In spite of her impatience and frustration, Thea felt a degree of responsibility towards the owner of Hyacinth House, whose life seemed so narrow and difficult and frightening that she simply retreated from it when things became threatening.

The summer evening was already closing in, an hour earlier than it had done in June. While the sun had some way still to go, the light was changing and some of the birds were starting to sing their day’send songs. By the same time tomorrow, she would be back in Witney, in her own dusty silent house, where she still felt as though she lived in a suspended state, three years after losing her husband.
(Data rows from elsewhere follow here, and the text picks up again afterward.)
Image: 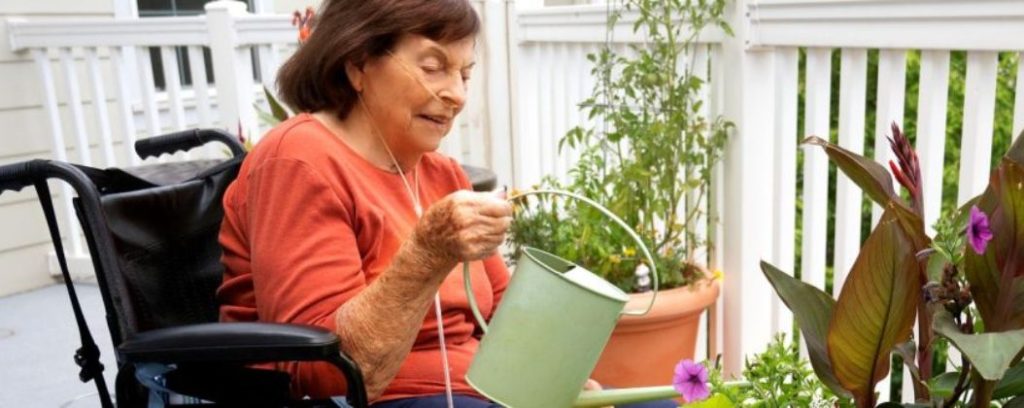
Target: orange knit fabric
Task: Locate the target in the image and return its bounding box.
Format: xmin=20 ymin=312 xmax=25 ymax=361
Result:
xmin=217 ymin=114 xmax=509 ymax=401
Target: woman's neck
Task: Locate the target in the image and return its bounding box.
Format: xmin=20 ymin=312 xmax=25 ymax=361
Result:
xmin=313 ymin=107 xmax=423 ymax=173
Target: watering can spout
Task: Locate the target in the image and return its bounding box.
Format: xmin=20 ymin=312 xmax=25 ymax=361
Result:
xmin=572 ymin=385 xmax=679 ymax=408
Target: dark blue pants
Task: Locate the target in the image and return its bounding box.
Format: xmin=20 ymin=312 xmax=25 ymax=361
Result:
xmin=372 ymin=394 xmax=679 ymax=408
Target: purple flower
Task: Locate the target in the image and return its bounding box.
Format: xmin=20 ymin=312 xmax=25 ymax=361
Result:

She should sell it perhaps and find something in the Cotswolds, now that she knew the area so well. Or she could bank the money and alternate short-term rentals with
house-sitting
, becoming a real Flying Dutchwoman, with no permanent base. She could spend time abroad, as more and more people did. And if the
house-sitting
commissions dried up, she might consider some completely new career in a completely new place … fantasies began to flit into her mind in which she found a position as live-in matron in a boarding school, or full-time carer for a rich old lady …

‘Hello?’

She turned lazily, forgetting for a moment where she was and why she might be well advised to remain on guard.

‘What are you doing?’

‘Nothing,’ she told Blake, who stood with his hands on his hips and eyes wide open with indignation.

‘That’s Vonny’s car out there. I’ve just noticed it.’

‘I know.’

‘Where is she? I have to speak to her.
We
have to speak to her. The three of us.’

Victor’s girlfriend glided up behind Blake, looking sinister in the slanting rays of the sun, which caught her face and turned it to bronze.

‘You can’t. She’s gone to bed. She won’t talk to anybody.’

‘I’ll damn well
make
her,’ he said, with a jerky twist of his body, as he turned towards Hyacinth House. ‘She can’t hide away like that.’